So., 03.07.11 | 17:03 Uhr
Das Erste
Rettungswürmer: Roboter im Einsatz
Die ersten 72 Stunden nach einem schweren Erdbeben sind entscheidend, das wissen die Rettungskräfte weltweit. Danach sinken die Chancen, noch Überlebende zu finden, rapide. Doch in dem Chaos nach einer Katastrophe fehlt den Helfern zumeist der Überblick: Welche Zerstörungen hat es gegeben, welche Gefahren drohen den Hilfskräften und vor allem: Gibt es Überlebende, und wo befinden sie sich? Diese Informationen sind unverzichtbar für die Einsatzplanung, doch ihre Beschaffung erfordert Spezialausrüstung und kostet wertvolle Zeit. Zeit, die die Opfer meist nicht haben.
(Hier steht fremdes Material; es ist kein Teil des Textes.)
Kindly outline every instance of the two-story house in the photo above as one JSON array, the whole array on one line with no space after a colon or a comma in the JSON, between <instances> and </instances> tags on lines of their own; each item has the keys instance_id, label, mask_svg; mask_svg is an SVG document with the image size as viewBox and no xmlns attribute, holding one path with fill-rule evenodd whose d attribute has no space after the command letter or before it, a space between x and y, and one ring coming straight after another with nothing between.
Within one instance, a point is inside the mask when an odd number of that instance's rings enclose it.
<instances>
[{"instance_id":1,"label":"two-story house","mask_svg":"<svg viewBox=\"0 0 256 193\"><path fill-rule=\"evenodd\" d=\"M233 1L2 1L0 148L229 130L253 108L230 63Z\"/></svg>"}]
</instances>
Professor Andreas Birk von der Jacobs University Bremen will diese Zeit deutlich verkürzen. Mit Hilfe von Robotern, die nach einem Erdbeben dort arbeiten können, wo es für Menschen zu gefährlich geworden ist. Oder dort, wo menschliche Retter nicht hinkommen: "Roboter können über Wärme Opfer detektieren, sie können 2D- oder 3D-Bilder von der Lage machen und daraus Karten erstellen, die dann den Rettungskräften helfen können, den Einsatz zu planen." Auf einem Übungsplatz für Rettungskräfte des Technischen Hilfswerks testet er in einem praxisnahen Szenario, wie die Zusammenarbeit verschiedener Rettungsroboter funktioniert.
Luftaufklärer
Surrend schwebt AirRobot über dem Gelände der Jacobs University. Der vierrotorige Flugroboter ist GPS-gesteuert und hat eine Weitwinkelkamera unter dem Bauch. Sie funkt ständig Bilder an eine Bodenstation. Eine von den Bremer Forschern entwickelte Software generiert daraus in Echtzeit eine Übersichtskarte. Sie ähnelt denen bei Google Earth, ist aber höher aufgelöst und ganz aktuell. Da AirRobot bei Bedarf auch sehr niedrig fliegt, können die Retter mit seiner Kamera sogar in interessante Gebäude und Öffnungen hinein gucken. All das hilft, die Rettungskräfte an die richtigen Stellen zu schicken, sie auf dem Weg dorthin um Hindernisse herumzuführen und vor eventuellen Gefahren zu warnen. Flugroboter wie AirRobot sind ein einfacher und vergleichsweise auch günstiger Weg, aktuelle Übersichtskarten zu erstellen. Bislang müssen die Retter noch in einen Hubschrauber steigen und mit Fotoapparaten Bilder machen, die dann erst am Boden zu Karten zusammengeklebt werden. Hier sind Flugroboter eindeutig überlegen - allerdings nur bis zu Windstärken von zwei bis drei. Bei böigem Wind müssen sie am Boden bleiben.
Bodentruppen
Mit den Daten der Flugroboter lassen sich auch Landroboter besser steuern: Andreas Birk und seine Forscherkollegen füttern zwei Fahrzeuge auf Raupenketten mit dem Kartenmaterial und markieren darauf Punkte, die vielversprechend aussehen. Mögliche Zugänge zu eingestürzten Gebäuden zum Beispiel. Dann machen sich Robi 1 und Robi 2 auf den Weg durch die Trümmerwüste auf dem Übungsplatz. Sie erkennen selbstständig Hindernisse und bewältigen auch Steigungen und kleine Treppen.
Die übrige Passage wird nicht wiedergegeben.